Spatial data and results are manipulated and visualized by means of several packages such as **raster** and **tmap**.
This tutorial provides an accessible illustration of spatial point process modeling that can be used to analyze data that arise in a wide range of fields including ecology, epidemiology and the environment.

A version of this tutorial appears in Moraga, P. Species Distribution Modeling using Spatial Point Processes: a Case Study of Sloth Occurrence in Costa Rica. The R Journal, 12(2):293-310, 2020.

Species distribution models are widely used in ecology to predict and understand spatial patterns, assess the influence of climatic and environmental factors on species occurrence, and identify rare and endangered species. These models are crucial for the development of appropriate strategies that help protect species and the environments where they live.

In this paper, we demonstrate how to formulate spatial point processes for species distribution modeling and how to fit them with the **R-INLA** package (Rue, Martino, and Chopin 2009).
Point processes are stochastic models that describe the locations of events of interest and possibly some additional information such as marks that inform about different types of events (Diggle 2013; Moraga and Montes 2011).
These models can be used to identify patterns in the distribution of the observed locations, estimate the intensity of events (i.e., mean number of events per unit area), and learn about the correlation between the locations and spatial covariates.

The simplest theoretical point process model is the homogeneous Poisson process. This process satisfies two conditions. First, the number of events in any region \(A\) follows a Poisson distribution with mean \(\lambda |A|\), where \(\lambda\) is a constant value denoting the intensity and \(|A|\) is the area of region \(A\). And second, the number of events in disjoint regions are independent. Thus, if a point pattern arises as a realization of an homogeneous Poisson process, an event is equally likely to occur at any location within the study region, regardless of the locations of other events.

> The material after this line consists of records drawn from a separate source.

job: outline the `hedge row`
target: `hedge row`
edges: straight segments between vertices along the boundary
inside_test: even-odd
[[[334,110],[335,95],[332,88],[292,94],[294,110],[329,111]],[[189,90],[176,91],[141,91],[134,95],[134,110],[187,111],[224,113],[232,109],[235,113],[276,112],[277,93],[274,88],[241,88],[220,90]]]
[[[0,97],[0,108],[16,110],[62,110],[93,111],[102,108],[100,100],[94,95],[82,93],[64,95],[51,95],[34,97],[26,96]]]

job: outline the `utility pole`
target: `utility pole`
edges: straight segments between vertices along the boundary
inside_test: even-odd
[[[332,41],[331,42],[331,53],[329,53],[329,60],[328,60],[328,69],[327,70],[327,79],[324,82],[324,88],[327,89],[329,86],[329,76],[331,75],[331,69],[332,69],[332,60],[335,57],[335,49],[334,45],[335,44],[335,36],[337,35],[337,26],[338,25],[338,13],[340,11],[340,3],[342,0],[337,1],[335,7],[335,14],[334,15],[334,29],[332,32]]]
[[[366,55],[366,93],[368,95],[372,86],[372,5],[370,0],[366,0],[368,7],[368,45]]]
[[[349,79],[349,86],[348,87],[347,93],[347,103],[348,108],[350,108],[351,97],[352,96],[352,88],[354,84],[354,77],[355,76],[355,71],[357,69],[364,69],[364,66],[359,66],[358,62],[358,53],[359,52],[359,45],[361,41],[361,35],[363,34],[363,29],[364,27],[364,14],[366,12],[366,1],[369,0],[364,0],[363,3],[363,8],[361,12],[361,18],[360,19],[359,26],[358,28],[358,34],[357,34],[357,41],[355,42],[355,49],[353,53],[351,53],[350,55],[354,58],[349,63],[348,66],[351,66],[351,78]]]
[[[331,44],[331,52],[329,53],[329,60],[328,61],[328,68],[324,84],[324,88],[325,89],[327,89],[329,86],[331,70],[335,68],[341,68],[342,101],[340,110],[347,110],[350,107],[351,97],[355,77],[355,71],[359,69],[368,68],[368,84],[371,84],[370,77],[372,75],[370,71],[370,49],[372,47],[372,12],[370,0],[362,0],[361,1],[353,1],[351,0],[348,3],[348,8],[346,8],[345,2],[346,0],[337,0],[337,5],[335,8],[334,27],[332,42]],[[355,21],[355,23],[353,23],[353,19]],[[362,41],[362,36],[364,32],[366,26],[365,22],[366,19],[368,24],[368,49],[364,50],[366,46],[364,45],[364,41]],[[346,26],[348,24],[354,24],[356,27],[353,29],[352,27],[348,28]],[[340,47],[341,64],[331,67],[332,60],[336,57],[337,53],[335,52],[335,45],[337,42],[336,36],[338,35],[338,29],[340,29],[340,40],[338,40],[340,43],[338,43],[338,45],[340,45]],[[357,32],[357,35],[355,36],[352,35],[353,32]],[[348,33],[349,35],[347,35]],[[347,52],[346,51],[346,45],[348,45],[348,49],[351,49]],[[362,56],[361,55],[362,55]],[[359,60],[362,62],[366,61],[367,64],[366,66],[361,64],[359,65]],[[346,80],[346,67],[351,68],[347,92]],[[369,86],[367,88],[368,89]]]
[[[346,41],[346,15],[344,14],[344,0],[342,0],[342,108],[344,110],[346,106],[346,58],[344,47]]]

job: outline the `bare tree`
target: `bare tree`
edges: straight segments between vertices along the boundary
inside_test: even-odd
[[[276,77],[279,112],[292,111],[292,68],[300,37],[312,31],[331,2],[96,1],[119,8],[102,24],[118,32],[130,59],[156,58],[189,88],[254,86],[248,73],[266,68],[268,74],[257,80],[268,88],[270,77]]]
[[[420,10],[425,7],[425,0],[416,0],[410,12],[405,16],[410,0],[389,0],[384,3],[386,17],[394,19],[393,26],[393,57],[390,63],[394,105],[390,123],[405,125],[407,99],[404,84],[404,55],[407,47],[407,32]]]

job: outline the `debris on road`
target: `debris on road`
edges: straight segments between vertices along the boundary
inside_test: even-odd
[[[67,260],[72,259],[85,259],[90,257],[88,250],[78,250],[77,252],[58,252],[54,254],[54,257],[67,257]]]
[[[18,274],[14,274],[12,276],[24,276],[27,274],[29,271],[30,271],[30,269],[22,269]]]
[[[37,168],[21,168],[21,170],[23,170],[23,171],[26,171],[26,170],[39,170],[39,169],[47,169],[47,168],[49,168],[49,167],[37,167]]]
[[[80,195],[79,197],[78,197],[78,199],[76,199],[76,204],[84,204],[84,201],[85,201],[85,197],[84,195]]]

In many situations, the homogeneous Poisson process is too restrictive. A more interesting point process model is the log-Gaussian Cox process which is typically used to model phenomena that are environmentally driven (Diggle et al. 2013). A log-Gaussian Cox process is a Poisson process with a varying intensity which is itself a stochastic process of the form \(\Lambda(s) = exp(Z(s))\) where \(Z = \{Z(s): s \in \mathbb{R}^2\}\) is a Gaussian process. Then, conditional on \(\Lambda(s)\), the point process is a Poisson process with intensity \(\Lambda(s)\). This implies that the number of events in any region \(A\) is Poisson distributed with mean \(\int_A \Lambda(s)ds\), and the locations of events are an independent random sample from the distribution on \(A\) with probability density proportional to \(\Lambda(s)\). The log-Gaussian Cox process model can also be easily extended to include spatial explanatory variables providing a flexible approach for describing and predicting a wide range of spatial phenomena.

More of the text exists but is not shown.